Meningkatnya kesadaran kolektif warga untuk merebut hak atas kota harus dipandang sebagai hal positif. Gerakan ini bertujuan untuk menegaskan bahwa kota adalah milik bersama. Ketika penyelenggara pemerintahan kota, termasuk dewan legislatif, dinilai tak mampu melaksanakan mandat rakyat, maka warga tak segan turun tangan untuk memperjuangkan kepentingan bersama. Perencanaan dan pembangunan yang tak melibatkan warga akan menemui penolakan. Suryono Herlambang (2006) menyebutkan bahwa hak warga paling dasar adalah hak atas keamanan umum dan kesehatan lingkungan, kemudian diikuti dengan hak mendapatkan fasilitas kota yang baik dan hak partisipasi umum. Pengelolaan kota yang abaikan kepentingan warga pun akan mendorong munculnya beragam inisiatif untuk perjuangkan hak warga atas kota.
“Merti Kutha” yang digelar di Yogyakarta oleh himpunan komunitas dan individu yang menamakan dirinya “Warga Berdaya” satu minggu lalu (10/02) adalah penanda keadaan.
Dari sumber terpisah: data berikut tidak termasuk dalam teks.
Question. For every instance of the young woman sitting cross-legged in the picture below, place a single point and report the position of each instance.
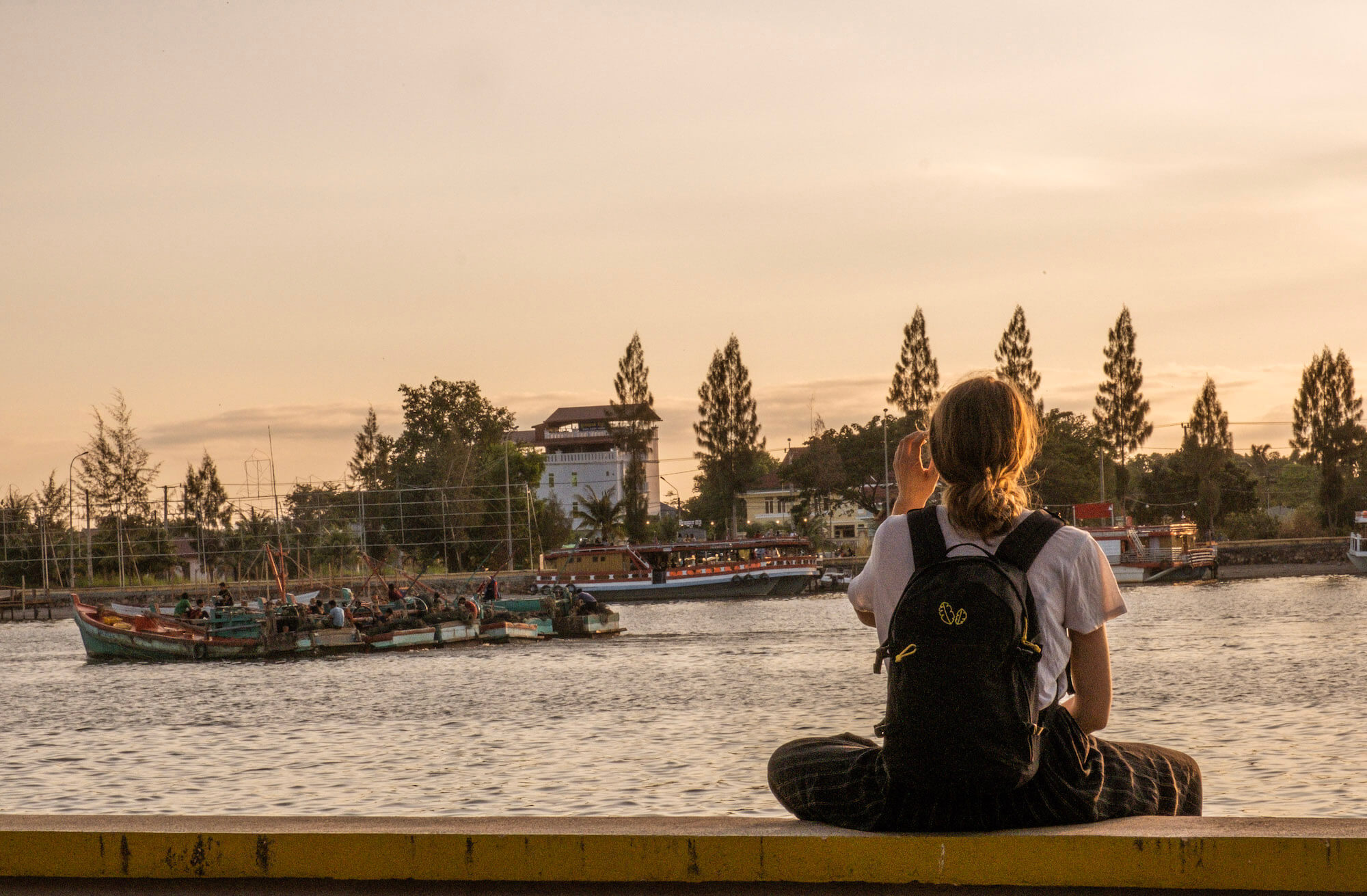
(1007, 608)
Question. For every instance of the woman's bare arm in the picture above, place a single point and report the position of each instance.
(1092, 679)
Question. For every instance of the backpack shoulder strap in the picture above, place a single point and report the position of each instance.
(928, 537)
(1029, 539)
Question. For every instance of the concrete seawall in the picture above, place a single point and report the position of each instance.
(99, 854)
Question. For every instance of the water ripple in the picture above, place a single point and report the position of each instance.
(1262, 682)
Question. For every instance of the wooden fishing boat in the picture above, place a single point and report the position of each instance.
(107, 634)
(448, 633)
(590, 626)
(505, 632)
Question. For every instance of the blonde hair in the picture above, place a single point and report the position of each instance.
(984, 435)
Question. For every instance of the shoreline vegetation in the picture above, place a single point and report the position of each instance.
(455, 491)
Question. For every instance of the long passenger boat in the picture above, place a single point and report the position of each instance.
(109, 634)
(750, 567)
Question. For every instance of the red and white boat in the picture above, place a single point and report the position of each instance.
(1165, 552)
(1358, 543)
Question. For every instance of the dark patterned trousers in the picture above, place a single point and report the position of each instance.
(844, 782)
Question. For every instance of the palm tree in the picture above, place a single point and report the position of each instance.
(601, 513)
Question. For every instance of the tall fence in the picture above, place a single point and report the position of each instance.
(325, 528)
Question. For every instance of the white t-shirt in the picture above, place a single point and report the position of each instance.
(1071, 580)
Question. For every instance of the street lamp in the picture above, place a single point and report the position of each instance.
(72, 525)
(886, 506)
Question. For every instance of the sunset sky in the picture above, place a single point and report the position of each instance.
(259, 215)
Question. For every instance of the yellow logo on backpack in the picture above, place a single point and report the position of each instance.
(952, 616)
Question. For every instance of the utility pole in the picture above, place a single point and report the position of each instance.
(888, 508)
(72, 524)
(90, 545)
(360, 499)
(508, 498)
(530, 555)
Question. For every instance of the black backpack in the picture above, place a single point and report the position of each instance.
(962, 653)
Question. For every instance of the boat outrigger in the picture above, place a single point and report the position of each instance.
(750, 567)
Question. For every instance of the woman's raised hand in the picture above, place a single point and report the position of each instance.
(915, 480)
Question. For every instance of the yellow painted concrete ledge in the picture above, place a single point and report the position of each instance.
(1213, 854)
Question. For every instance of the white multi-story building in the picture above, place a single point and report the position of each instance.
(580, 454)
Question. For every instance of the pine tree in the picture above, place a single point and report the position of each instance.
(1016, 359)
(917, 377)
(1206, 448)
(1122, 411)
(1209, 425)
(729, 432)
(116, 470)
(371, 462)
(634, 429)
(1327, 425)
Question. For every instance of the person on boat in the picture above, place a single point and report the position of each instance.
(984, 436)
(338, 618)
(584, 604)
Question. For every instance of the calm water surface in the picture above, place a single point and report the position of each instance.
(1264, 682)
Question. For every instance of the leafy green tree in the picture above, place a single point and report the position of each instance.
(732, 454)
(371, 462)
(845, 466)
(917, 376)
(1066, 469)
(116, 470)
(554, 528)
(601, 513)
(1206, 448)
(634, 426)
(455, 481)
(1016, 358)
(50, 504)
(441, 422)
(1260, 462)
(1122, 411)
(1327, 426)
(20, 541)
(206, 499)
(1169, 488)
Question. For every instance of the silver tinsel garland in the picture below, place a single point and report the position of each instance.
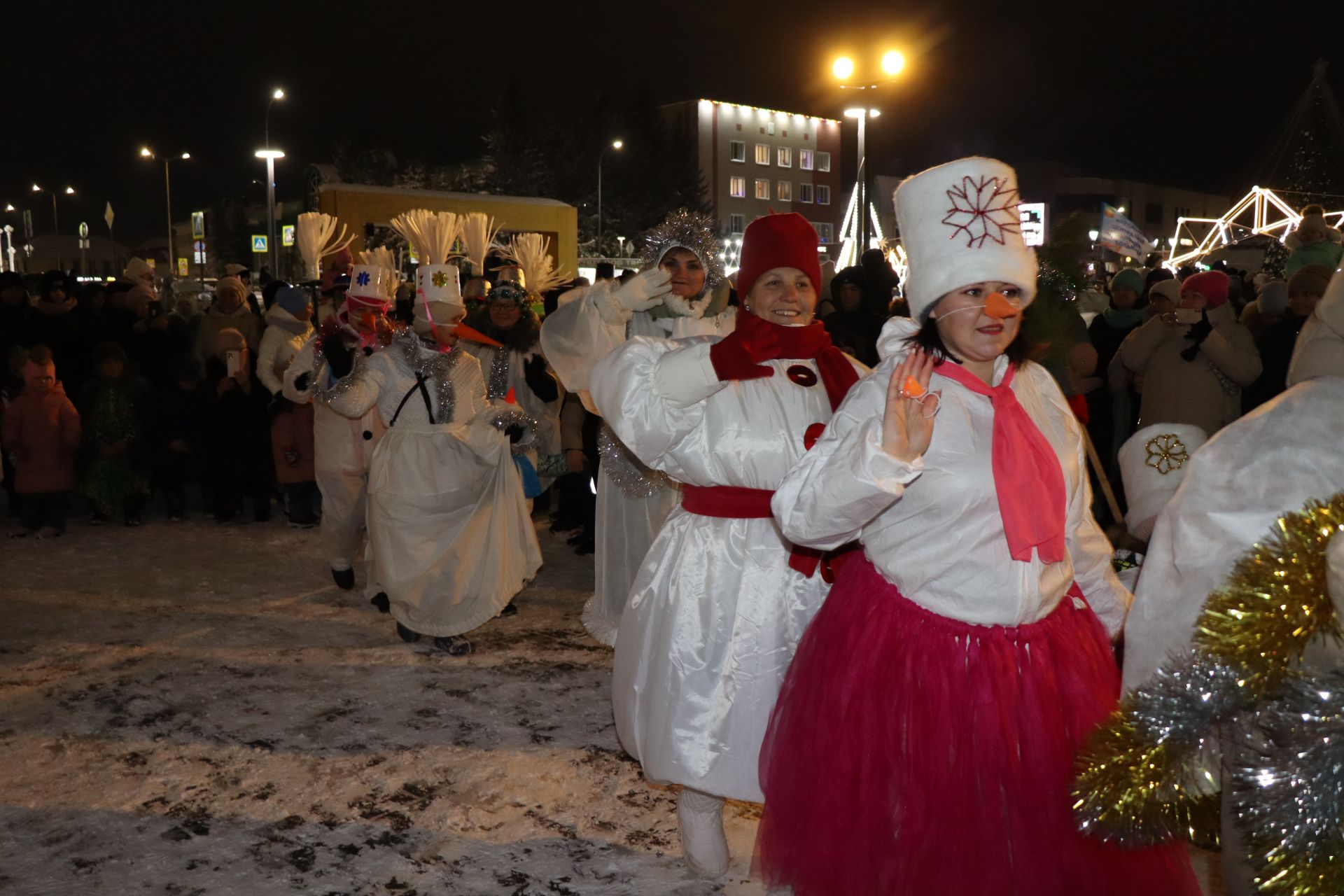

Dalam konteksnya di ranah perdesaan, merti desa adalah wujud rasa syukur kepada Yang Maha Kuasa atas kelimpahan sumber daya. Dalam konteksnya di ranah perkotaan, Merti Kutha menerjemahkan rasa syukur tadi dalam wujud kolaborasi partisipasi warga untuk bersama membenahi ruang kotanya. Gerakan ini muncul ketika pemerintah kota dinilai gagal menyediakan hak hidup layak bagi komunitas warga dalam ruang-ruang kota. Dimensi ruang bersama tidak hadir karena terkalahkan oleh dominasi kekuatan ekonomi. Kesadaran bahwa antar komunitas warga masih mampu bertemu, berkomunikasi, dan mengartikulasikan kepentingan mereka, adalah wujud rasa syukur tersebut. Merti Kutha menguatkan keberadaan kota sebagai perwujudan fisik dari komunitas kota yang hidup bersama dalam satu konsensus lintas ruang, bisa dengan atau tanpa kehadiran pemerintah kota.
Tulisan ini dimuat di rubrik Opini SKH Kedaulatan Rakyat edisi Jumat, 22 Februari 2013.